MĘSKI
CZYŚCIEC
Co lubią nastoletni chłopcy?
Erotykę, bitewniaki, erotykę, bohaterów, z którymi mogą się identyfikować,
erotykę, humor, erotykę, piękne dziewczyny, erotykę i... A tak, zapomniałem o
erotyce. Ale nie zapomniał o niej Tsuyoshi Watanabe, który właśnie na niej,
żartach (oscylujących wokół tematu seksu) i akcji (jak wyżej) zbudował swoje
"Dragons Rioting". Nastoletni miłośnicy shounenów będą więc
wniebowzięci, ale nie tylko oni. Także dojrzalsi odbiorcy znajdą tu coś dla
siebie, bo niniejsza manga to kawał niezłego komiksu potrafiącego poprawić
humor i sympatycznej (częściowej satyry) satyry z gatunku.

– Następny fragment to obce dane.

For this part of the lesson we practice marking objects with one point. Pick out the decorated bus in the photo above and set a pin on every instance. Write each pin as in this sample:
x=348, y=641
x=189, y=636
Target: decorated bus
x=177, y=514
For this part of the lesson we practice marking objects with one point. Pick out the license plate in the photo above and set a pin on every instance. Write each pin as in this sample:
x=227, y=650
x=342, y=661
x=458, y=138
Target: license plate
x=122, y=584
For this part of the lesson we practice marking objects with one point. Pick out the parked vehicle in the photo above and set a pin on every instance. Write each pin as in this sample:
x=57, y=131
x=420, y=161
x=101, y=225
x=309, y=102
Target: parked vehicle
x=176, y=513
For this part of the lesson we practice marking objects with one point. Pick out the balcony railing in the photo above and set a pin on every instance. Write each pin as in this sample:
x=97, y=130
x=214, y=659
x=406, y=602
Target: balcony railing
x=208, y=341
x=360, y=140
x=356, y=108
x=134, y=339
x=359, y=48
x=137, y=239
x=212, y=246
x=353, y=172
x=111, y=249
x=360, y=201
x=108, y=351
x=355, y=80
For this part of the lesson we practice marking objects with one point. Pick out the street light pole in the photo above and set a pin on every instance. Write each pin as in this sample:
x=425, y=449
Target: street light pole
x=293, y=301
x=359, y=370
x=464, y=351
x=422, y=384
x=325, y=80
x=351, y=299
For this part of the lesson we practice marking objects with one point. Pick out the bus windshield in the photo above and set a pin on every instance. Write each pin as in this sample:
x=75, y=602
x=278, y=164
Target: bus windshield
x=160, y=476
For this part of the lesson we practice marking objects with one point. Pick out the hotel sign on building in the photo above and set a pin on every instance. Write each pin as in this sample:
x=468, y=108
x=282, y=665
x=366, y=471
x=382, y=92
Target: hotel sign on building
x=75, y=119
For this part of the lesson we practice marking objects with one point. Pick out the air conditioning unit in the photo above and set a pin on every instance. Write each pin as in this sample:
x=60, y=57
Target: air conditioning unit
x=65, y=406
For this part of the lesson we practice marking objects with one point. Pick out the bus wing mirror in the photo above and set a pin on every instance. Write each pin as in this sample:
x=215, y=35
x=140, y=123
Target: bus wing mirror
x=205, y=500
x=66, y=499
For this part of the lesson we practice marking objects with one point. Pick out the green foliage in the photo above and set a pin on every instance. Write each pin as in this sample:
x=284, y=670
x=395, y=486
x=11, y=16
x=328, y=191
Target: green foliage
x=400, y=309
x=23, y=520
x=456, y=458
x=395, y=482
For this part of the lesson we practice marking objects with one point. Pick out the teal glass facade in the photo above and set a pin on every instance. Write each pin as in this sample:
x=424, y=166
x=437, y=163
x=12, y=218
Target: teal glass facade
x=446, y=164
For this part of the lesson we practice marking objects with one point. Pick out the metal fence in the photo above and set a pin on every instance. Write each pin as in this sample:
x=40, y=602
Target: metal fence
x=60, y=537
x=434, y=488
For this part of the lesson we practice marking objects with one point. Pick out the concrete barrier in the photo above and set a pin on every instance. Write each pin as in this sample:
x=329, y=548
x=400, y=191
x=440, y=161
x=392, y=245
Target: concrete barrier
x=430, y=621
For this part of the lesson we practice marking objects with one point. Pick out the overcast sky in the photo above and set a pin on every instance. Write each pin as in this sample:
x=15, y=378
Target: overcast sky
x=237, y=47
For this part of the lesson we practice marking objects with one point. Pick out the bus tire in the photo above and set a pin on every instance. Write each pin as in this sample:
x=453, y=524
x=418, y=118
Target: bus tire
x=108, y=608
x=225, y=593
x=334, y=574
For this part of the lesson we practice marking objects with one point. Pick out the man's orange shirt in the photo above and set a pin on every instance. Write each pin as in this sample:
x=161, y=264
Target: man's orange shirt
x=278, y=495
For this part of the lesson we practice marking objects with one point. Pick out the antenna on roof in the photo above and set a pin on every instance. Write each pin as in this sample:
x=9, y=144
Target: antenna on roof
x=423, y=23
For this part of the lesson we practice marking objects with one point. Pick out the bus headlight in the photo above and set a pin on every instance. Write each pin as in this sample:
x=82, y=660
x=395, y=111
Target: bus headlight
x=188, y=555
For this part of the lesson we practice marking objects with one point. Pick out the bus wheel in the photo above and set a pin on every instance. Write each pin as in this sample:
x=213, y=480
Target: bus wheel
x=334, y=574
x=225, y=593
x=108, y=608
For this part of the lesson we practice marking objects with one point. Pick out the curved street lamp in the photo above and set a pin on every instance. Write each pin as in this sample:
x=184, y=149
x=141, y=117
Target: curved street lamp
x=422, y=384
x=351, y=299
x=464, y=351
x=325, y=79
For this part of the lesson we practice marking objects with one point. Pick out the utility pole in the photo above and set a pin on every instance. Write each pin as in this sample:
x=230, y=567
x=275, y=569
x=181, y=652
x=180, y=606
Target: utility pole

Poznajcie Rintaro. Byłby nastolatkiem,
jak wszyscy inni, ale niestety los chciał, że chłopak cierpi na rzadką chorobę –
zespół bojaźni okołokobiecych, zwany także syndromem zboka. Czym rzecz się
objawia? Jeśli krew zbierze mu się w jednym miejscu (czyt. podnieci się),
znajdzie się w śmiertelnym niebezpieczeństwie. Czeka go więc ciężkie życie
spędzone na opanowywaniu się i dożywotnie dziewictwo! Ojciec podejmuje się jego
treningu na odludziu, a kiedy Rintaro jest gotowy i potrafi umiejętnie unikać
kontaktu z przedstawicielkami płci pięknej, wysyła go do najbardziej męskiego
liceum na świecie – Męskiego Czyśćca. Niestety w tym wypadku słowo „męski” nie
oznacza tego, co sądził rodzic. 99% uczniów tej szkoły stanowią dziewczyny –
skąpo ubrane, seksowne, o obfitych kształtach i przy okazji bardzo waleczne do
tego stopnia, że toczą między sobą wojnę domową. Na nastolatka czeka więc nie
lada wyzwanie…
Sam opis wystarczy, byście
doskonale zorientowali się z czym macie w tym wypadku do czynienia. Niezbyt
wyróżniający się bohater, który musi
poradzić sobie z licznymi trudnościami, które STAJĄ na jego drodze ;) i mnóstwo
pięknych, biuścistych dziewczyn, które wbite w ciasne stroje świecą tym i owym,
a przy okazji przybierających wyzywające pozy. Perspektywa też jest tutaj taka,
by pokazywać jak najwięcej.
Oczywiście owa erotyka jest lekka,
nie daje nam szczegółów anatomicznych, więcej sugeruje niż pokazuje i przede
wszystkim czytelnicy nie znajdą tu seksu. Zamiast niego jest dużo walk, szybka
akcja i solidna dawka humoru. Humoru w pewnym stopniu żartującego też z samej
konwencji, jaką obrał autor, co tylko dodaje "Dragons Rioting"
lekkości.
Gdybym miał te kilkanaście lat,
byłbym serią wręcz zachwycony, ale i tak znakomicie bawiłem się czytając
pierwszy tom i nie wątpię, że będę równie dobrze bawił się dalej. To prawda,
nie ma tu nic wielkiego ani głębi, a jednak wcale w tym wypadku tego nie
potrzeba. Manga serwuje nam dokładnie to, co obiecuje opis, więc każdy, kogo
zainteresuje opis, będzie zadowolony z całości.
Dziękuję wydawnictwu Waneko za
udostępnienie egzemplarza do recenzji.